Di antara ancaman kepada orang yang tidak bisa menjaga lisannya adalah sabda Rasulullah shallallahu alaihi wasallam : “Sesungguhnya jika seorang hamba berbicara dengan kalimat yang tidak jelas baginya (apakah kalimatnya itu benar atau salah), maka ia akan tergelincir ke dalam neraka sejauh jarak antara timur dan barat ” (HR. Bukhari dan Muslim).

Ketika Nabi shallallahu alaihi wasallam mengalami proses isra’, beliau melewati suatu kaum yang mencakar-cakar wajahnya dengan kuku-kuku mereka dari tembaga.
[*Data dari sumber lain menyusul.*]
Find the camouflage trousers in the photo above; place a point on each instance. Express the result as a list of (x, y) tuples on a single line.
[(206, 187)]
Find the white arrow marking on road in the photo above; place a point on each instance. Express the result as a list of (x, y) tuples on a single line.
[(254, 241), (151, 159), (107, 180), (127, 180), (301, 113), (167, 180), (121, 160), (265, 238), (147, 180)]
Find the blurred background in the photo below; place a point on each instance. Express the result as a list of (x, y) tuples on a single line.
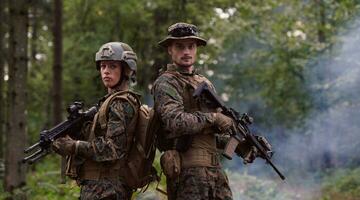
[(292, 65)]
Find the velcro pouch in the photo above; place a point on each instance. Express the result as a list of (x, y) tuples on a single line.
[(170, 163)]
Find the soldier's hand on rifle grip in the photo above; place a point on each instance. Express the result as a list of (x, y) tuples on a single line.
[(246, 151), (64, 146), (223, 122)]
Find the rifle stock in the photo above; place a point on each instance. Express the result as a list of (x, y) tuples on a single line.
[(205, 94), (70, 126)]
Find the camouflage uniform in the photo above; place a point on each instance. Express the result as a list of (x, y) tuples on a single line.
[(97, 159), (108, 148), (181, 120)]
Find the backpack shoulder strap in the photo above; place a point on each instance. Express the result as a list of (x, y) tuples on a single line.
[(129, 96)]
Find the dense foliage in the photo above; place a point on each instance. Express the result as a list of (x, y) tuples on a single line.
[(261, 55)]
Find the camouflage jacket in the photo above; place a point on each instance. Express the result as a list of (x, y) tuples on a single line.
[(112, 144), (169, 105)]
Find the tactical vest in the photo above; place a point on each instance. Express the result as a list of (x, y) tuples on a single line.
[(201, 149), (92, 170)]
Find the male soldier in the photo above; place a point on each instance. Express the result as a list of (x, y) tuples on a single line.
[(189, 127), (105, 141)]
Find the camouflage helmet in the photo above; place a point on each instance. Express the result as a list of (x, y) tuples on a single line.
[(116, 51), (180, 31)]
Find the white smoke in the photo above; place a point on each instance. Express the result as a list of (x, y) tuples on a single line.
[(330, 137)]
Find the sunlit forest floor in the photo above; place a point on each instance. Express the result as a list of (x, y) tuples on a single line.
[(43, 183)]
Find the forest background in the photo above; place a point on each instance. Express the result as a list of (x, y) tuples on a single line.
[(292, 65)]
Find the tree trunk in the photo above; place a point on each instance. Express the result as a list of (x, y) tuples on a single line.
[(57, 72), (2, 67), (16, 123)]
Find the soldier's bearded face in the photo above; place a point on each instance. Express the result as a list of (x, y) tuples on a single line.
[(110, 72), (183, 52)]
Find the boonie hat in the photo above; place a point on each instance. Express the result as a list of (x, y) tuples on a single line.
[(180, 31)]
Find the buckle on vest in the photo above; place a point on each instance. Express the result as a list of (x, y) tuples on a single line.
[(215, 159)]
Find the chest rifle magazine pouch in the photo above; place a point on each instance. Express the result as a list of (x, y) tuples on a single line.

Nabi pun bertanya kepada malaikat jibril tentang siapa mereka itu, maka Jibril menjawab “mereka adalah orang-orang yang suka memakan daging manusia serta menodai kehormotan mereka” (dikutip dari hadits riwayat Abu Dawud dan Ahmad yang disahihkan olen oleh Syekh Al-Bani dalam Shahih Al-Jaami’).
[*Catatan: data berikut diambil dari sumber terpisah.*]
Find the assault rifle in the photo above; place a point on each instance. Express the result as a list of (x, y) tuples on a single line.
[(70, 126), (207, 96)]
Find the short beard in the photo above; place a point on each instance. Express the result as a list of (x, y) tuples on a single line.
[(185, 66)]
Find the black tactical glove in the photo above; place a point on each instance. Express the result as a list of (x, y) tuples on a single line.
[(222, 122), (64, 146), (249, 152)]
Dalam kitab Jaami’ul ‘Ulum Wal Hikam disebutkan satu nasihat dari Ibnu Mas’ud RA yang diawali dengan sumpah: “Dengan nama Allah yang tiada Ilah selainNya, tidak ada sesuatu di atas muka bumi ini yang lebih butuh untuk dipenjarakan dalam waktu yang lama daripada lisan”

Sementara Ibnul Qayyim Rahimahullah berkata seperti yang dikutip dalam Kitab Al-Jawab Al-Kaafi: “Betapa banyak orang yang hati-hati dari perbuatan keji dan dzalim, tetapi lidahnya mencaci maki kehormatan orang yang masih hidup dan yang sudah wafat, sementara ia tidak menyadari akan apa yang diucapkannya”.

Sebaliknya, jika lisan digunakan sesuai tuntunan syari’atNya, maka lisan akan memproduksi berbagai kebaikan, seperti mengucapkan kalimat yang paling agung dan paling berat timbangannya di hari akhirat, yaitu kalimat tauhid: Laa Ilaaha Illallah Muhammadur-Rasulullah, kalimat-kalimat dzikir, dakwah di jalan Allah, perkataan-perkataan santun dan lemah lembut yang menjadi perhiasan terbaik bagi seseorang. Akumulasi dari berbagai kebaikan adalah ketenangan jiwa dan mengundang simpati dari orang lain, bahkan tidak tanggung-tanggung Rasululullah shallallahu alaihi wasallam menjajikan syurga sebagaimana yang tersebut dalam sabdanya: “Barangsiapa yang menjamin bagiku apa yang ada di antara kumis dan jenggotnya (lisan dan dua bibir) dan apa yang ada di antara dua pahanya (kemaluan), maka aku jamin baginya syurga” (HR. Bukhari, At-Tirmidzi dan Ahmad).